Le nouveau plan de sauvetage de Chypre ne prévoit plus de taxer les dépôts bancaires de moins de 100 000 euros. Ce qui n'empêchera pas, à terme, les petits épargnants chypriotes de payer les pots cassés.

Les petits épargnants chypriotes épargnés ? La nouvelle mouture du plan de sauvetage de l’île, dévoilée dans la nuit du dimanche au lundi 25 mars, prévoit, en effet, de ne taxer que les dépôts bancaires supérieurs à 100 000 euros.

En contrepartie, les “gros” comptes seront lourdement frappés. Les clients qui avaient placé plus de 100 000 euros dans la seconde banque du pays - la Laiki, qui doit être démantelée - pourraient perdre une importante partie de leurs économies, voire l’intégralité. Ceux qui bénéficient d'un compte excédant le minimum garanti à la Bank of Cyprus, la première institution financière du pays, vont également sentir le poids de la taxe. Pour eux, elle devrait avoisiner les 30 %, soit trois fois plus que dans le plan initial qui a été rejeté par le Parlement chypriote la semaine dernière.

Le nouvel accord entre la troïka (Fonds monétaire international, Union européenne, Banque centrale européenne) et le gouvernement chypriote doit permettre au secteur bancaire de l’île de survivre en se réduisant tout en évitant une ruée sur les guichets des petits épargnants voulant retirer leurs fonds. “Ce nouveau plan est certes meilleur que le précédent puisqu’il respecte le principe européen de garantie des dépôts de moins de 100 000 euros, mais il n’est pas sûr que cela suffise pour éviter une panique bancaire car le mal est déjà fait”, souligne Céline Antonin, économiste à l’Observatoire français des conjonctures économiques (OFCE) et spécialiste de la zone euro.

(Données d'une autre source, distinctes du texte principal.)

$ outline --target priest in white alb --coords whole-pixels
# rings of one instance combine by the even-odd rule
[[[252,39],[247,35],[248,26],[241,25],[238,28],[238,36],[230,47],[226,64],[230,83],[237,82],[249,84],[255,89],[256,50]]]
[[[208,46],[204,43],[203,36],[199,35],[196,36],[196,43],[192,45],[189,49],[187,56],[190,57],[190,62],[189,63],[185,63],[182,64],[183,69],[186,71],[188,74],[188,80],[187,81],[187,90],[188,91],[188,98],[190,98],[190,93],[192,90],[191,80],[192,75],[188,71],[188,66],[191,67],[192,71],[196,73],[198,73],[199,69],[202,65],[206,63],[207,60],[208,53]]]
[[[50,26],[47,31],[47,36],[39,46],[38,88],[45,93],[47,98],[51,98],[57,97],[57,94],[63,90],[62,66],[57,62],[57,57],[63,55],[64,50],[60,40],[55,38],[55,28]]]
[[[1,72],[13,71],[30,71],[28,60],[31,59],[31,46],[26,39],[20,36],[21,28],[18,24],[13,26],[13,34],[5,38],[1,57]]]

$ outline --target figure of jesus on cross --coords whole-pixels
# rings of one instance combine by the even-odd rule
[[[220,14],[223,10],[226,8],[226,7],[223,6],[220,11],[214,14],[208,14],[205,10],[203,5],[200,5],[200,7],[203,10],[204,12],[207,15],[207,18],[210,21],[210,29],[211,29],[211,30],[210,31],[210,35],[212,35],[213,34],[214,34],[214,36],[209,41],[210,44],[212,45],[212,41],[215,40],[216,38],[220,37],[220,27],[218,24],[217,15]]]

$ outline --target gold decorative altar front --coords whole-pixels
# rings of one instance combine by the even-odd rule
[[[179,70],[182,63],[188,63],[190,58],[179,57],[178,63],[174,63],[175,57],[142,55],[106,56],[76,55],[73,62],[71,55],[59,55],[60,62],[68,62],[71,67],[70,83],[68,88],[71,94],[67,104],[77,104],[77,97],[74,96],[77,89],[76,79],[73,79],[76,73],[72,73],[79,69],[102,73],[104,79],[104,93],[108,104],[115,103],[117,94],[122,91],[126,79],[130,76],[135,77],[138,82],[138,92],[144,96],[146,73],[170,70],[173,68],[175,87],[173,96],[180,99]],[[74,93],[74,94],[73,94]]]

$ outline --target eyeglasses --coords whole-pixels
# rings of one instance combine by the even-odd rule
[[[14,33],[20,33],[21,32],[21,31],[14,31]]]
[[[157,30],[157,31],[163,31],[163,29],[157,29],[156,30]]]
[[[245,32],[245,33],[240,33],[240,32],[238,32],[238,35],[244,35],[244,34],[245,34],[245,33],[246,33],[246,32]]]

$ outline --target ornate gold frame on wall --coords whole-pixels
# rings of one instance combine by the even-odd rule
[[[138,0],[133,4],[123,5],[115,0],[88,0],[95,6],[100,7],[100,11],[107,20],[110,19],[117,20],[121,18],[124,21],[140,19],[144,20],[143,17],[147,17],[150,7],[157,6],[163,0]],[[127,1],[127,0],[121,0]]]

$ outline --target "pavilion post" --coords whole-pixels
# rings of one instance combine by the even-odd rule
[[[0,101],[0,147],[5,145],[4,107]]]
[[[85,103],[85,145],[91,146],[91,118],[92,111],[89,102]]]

Échaudés par le premier plan de sauvetage, les petits épargnants pourraient faire le siège de leur agence bancaire malgré tout dès jeudi. Après avoir annoncé la réouverture des banques mardi, la Banque centrale chypriote l'a finalement réportée à jeudi.

Trop tard ?

Mais les "gros" comptes ne sont pas forcément ceux qu'on croit. Il n'y a pas seulement les oligarques russes qui disposent de plus de 100 000 euros en banque. "Cette taxe devrait également frapper des PME locales qui ont en banque plus que le minimum garanti et risquent de se retrouver en difficulté financière très rapidement”, note Céline Antonin. “L’Union européenne n’a jamais réalisé d’audits des banques chypriotes et personne ne sait réellement quelle est la part des dépôts de plus de 100 000 euros qui correspondent, notamment, à des Chypriotes qui épargnent pour leur retraite et la part des comptes détenus par des Russes ou autres qui veulent bénéficier du système fiscal local”, rajoute Pascal de Lima, enseignant en économie à Sciences-Po.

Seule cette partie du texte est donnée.